Polemiche inutili che non aiutano neppure la destra

Pierfrancesco

De Robertis

attacco di via Rasella e il ruolo dei partigiani "rossi" durante la Resistenza sono due dei principali nervi scoperti che si trova ad affrontare chi ogni tanto prova a costruire una lettura più possibile unitaria dei difficili anni della Liberazione. Nonostante in tribunali italiani lo abbiano considerato un "atto di guerra legittimo", l’assalto al battaglio Bozen è stato definito dalla storica di sinistra Anna Rossi Doria (nuora di Leone Ginzburg, ucciso a Regina Coeli dalle SS) "il caso paradigmatico italiano di memoria divisa più rilevante della nostra storia". Lo stesso Mario Fiorentini, uno dei partigiani comunisti organizzatori dell’attentato, negli anni ’90 osservava sconsolato come "a Roma, se interpelli dieci persone su via Rasella, tre capiscono il punto di vista dei gappisti e lo sostengono, due non sanno che dire, e cinque sono contrari". Segno di una memoria appunto divisa, al di là della verità storica che i tribunali, come detto, hanno ricostruito più volte.

Sensibilità ben chiare al presidente del Senato Ignazio La Russa che però alla vigilia del 25 aprile ha sentito il bisogno di mettere il dito in una piaga per nulla rimarginata. Così, tanto per preparare al meglio la prima Festa della Liberazione della Destra di governo, pochi giorni dopo le altre polemiche sulle frasi di Giorgia Meloni sulle Fosse ardeatine.

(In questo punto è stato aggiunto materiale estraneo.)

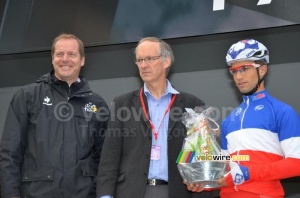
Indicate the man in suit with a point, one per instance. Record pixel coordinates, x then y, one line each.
145 133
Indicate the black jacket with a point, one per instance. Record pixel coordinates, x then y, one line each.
52 140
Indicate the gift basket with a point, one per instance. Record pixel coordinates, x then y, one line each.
200 160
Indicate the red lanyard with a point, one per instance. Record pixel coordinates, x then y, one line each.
147 116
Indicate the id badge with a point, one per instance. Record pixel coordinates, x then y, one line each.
155 152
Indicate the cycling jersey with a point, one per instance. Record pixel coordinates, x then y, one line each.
268 131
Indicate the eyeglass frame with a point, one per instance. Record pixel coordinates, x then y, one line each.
148 59
241 67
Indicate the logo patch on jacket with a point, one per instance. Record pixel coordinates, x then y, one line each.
90 107
47 101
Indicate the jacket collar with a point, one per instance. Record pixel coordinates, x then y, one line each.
172 119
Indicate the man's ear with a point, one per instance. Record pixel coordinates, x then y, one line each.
263 70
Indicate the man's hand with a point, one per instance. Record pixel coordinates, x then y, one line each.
196 187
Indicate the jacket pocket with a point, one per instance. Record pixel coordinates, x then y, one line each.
37 183
38 175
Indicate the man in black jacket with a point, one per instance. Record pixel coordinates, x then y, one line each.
52 138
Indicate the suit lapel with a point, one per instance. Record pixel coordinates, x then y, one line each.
138 105
175 117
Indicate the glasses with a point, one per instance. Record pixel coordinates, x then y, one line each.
148 59
242 68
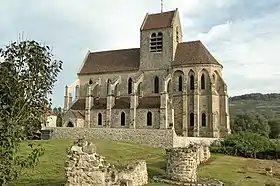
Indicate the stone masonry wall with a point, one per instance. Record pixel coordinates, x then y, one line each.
151 137
85 167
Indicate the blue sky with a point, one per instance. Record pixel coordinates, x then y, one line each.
243 35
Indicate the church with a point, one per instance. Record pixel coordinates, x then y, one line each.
164 84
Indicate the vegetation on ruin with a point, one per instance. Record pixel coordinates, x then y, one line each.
231 170
27 77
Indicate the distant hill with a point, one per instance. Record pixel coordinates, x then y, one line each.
266 104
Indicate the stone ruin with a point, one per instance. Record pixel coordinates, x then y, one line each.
182 163
84 167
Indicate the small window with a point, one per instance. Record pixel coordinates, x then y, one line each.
149 119
156 85
123 119
139 89
99 119
129 86
156 42
180 83
90 82
202 81
191 119
192 82
108 86
203 120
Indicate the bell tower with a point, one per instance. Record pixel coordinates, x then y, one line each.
159 35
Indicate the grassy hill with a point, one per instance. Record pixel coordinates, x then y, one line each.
233 171
266 104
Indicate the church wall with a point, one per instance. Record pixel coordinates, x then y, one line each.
94 118
141 119
122 87
116 118
147 85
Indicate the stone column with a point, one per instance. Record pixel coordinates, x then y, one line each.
89 104
182 164
196 111
163 111
133 106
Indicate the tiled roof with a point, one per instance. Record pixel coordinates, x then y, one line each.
159 20
111 61
149 102
193 52
78 114
100 103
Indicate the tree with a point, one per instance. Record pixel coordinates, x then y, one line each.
58 112
250 122
275 128
27 77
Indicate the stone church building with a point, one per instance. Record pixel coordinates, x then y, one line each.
166 83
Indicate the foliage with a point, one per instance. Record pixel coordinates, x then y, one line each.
27 77
247 144
58 112
275 128
250 122
231 170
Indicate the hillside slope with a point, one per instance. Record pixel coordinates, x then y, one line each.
266 104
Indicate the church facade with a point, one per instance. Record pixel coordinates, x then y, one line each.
166 83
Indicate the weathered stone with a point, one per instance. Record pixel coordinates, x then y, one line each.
86 167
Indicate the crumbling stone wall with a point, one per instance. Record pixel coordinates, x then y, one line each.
84 167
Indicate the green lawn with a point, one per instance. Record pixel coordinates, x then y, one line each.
231 170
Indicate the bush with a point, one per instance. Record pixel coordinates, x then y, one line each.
249 145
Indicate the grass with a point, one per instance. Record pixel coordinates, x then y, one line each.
234 171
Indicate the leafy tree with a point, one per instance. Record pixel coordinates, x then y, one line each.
250 122
27 77
275 128
58 112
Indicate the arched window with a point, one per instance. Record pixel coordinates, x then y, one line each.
108 86
156 85
180 84
191 119
99 119
192 82
202 81
129 86
70 124
149 119
156 42
203 120
139 89
123 119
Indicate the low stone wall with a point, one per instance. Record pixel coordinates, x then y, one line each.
85 167
152 137
181 164
179 141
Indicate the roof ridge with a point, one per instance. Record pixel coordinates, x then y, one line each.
114 50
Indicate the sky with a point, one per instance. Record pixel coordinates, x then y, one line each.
243 35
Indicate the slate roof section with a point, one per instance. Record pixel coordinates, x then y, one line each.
78 114
111 61
79 104
158 20
192 53
149 102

Un’uscita, quella di La Russa, di cui si fatica a comprendere il significato. Dal punto di vista storico non aggiunge nulla a polemiche lunghe 80 anni, dal punto di vista politico avvelena un dibattito che meriterebbe di essere elevato su temi più concreti. L’errore è poi anche tattico, perché regala preziose frecce all’arco della sinistra per il resto abbastanza sguarnito. Da tempo la sinistra ha sostituito l’anticapitalismo con l’antifascismo, e permetterle agibilità politica sul suo terreno preferito finisce per essere un omaggio quasi immeritato. La destra si sgola a sostenere che non esiste più un pericolo fascista. Sicuramente è così. Ma chi siede ai vertici delle istituzioni o dei partiti, specie se proviene da una storia in cui ha militato chi di quegli anni ha posseduto un giudizio inaccettabile per una repubblica democratica, deve essere il primo a guardare avanti con occhi che di quelle ferite non conservano un ricordo.